Some Features of the “Arab Sharkas” Case
Military prosecutors accused the nine men of planning and participating in an attack on an army personnel carrier in Amireyyah, Cairo, in which a military aide was killed on 13 March 2014; of killing 6 conscripts 2 days later at a military police checkpoint at Musturud, South Cairo; then of killing an armed forces brigadier-general and a colonel in a gunfight on March 19, in Arab Sharkas, a village north of Cairo, when an army unit raided a disused storage warehouse in an attempt to capture them.
But at least 2 of the men now facing execution could not have participated in any of these actions because authorities had detained them months earlier and were still holding them at the time. Both men have stated that they were held and tortured in the secret military Azouli Prison in Ismailia until they were sent for questioning to Aqrab Prison and that they have submitted reports which the Prosecution did not investigate.
Hani Amer (32) is a science graduate and has worked in programming since 2011. He is married with 2 children. He has stated that he was detained in the Third District, Ismailia, on 16 December 2013. His mother sent telegrams on 17 December 2013 to the Minister of the Interior, the Chief of Police in Ismailia and the Attorney General. Certified copies of these telegrams are in the case file. His mother also lodged a formal complaint with the Public Prosecutor (Public Prosecutor Complaints No 2901/2014) on 5 February 2014, detailing the circumstances of his detention and his imprisonment in Azouli Prison. His family were only allowed to visit him 2 times, once in August 2014, the other in February 2015, each time for just a few minutes. At his first hearing in the military court Amer said to the presiding judge “I never saw a prosecutor, I was in Azouli from December and I was brought straight from Azouli to Aqrab on 20 March.” He received no response from the judge.
Muhammad Haroun (31) is a commerce graduate. He has stated that he was detained, with his wife, on 28 November 2013 in Zagazig, Sharqiyyah. His wife was held for 10 days in the local National Security facility then set free. His family and lawyers lodged a formal complaint with the Public Prosecutor (Public Prosecutor Complaints No 1739/2014) on 1 February 2014. His family were only allowed to visit him once: in February 2015.
Abd el-Rahman Rizk (19) is a high school student and is the youngest of the prisoners sentenced to death.
We call to mind that we have documented cases of prisoners who confessed under torture to murders that they were later proved innocent of.
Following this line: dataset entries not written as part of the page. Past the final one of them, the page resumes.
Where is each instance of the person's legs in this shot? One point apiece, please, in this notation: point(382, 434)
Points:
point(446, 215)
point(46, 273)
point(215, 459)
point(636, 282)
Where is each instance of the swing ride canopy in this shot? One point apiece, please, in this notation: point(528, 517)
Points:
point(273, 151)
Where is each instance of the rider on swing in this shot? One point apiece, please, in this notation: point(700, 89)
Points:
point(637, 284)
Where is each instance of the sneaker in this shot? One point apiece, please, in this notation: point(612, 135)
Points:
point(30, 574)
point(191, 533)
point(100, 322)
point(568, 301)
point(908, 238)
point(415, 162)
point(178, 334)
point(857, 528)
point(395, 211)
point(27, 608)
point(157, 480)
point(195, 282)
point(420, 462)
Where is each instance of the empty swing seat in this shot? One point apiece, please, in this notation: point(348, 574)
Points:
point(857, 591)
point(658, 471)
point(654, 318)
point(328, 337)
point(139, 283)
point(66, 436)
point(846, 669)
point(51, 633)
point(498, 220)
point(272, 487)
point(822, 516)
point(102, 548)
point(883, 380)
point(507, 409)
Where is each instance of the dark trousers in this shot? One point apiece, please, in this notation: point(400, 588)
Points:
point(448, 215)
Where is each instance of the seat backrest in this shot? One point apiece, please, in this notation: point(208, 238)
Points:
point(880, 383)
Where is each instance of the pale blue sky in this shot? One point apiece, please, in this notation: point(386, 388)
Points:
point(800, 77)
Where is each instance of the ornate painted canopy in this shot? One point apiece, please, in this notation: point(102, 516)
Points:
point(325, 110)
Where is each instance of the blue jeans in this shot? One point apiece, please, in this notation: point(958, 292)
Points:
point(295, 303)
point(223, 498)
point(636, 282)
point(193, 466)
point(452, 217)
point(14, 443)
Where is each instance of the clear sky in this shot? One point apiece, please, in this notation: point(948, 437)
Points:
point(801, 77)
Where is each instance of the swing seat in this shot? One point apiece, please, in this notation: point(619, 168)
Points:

Eg. The case of the actor, Habiba and the case of “The Killer of Bani Mazar”. We even have a case where it was later proved that the crime had never been commited: the case of Muhammad Badr el-Din.
We, the signatories below, though we hold varied positions regarding the death penalty, are united by one just and urgent demand: Suspend the execution of death sentences in the case of “Arab Sharkas” and all other cases until we are content that torture is no longer part of our lives and that we are subject to an efficient and self-respecting system of justice that is not affected by political battles.
An execution cannot be undone. There is no loss greater than that of a life. Suspend the Executions.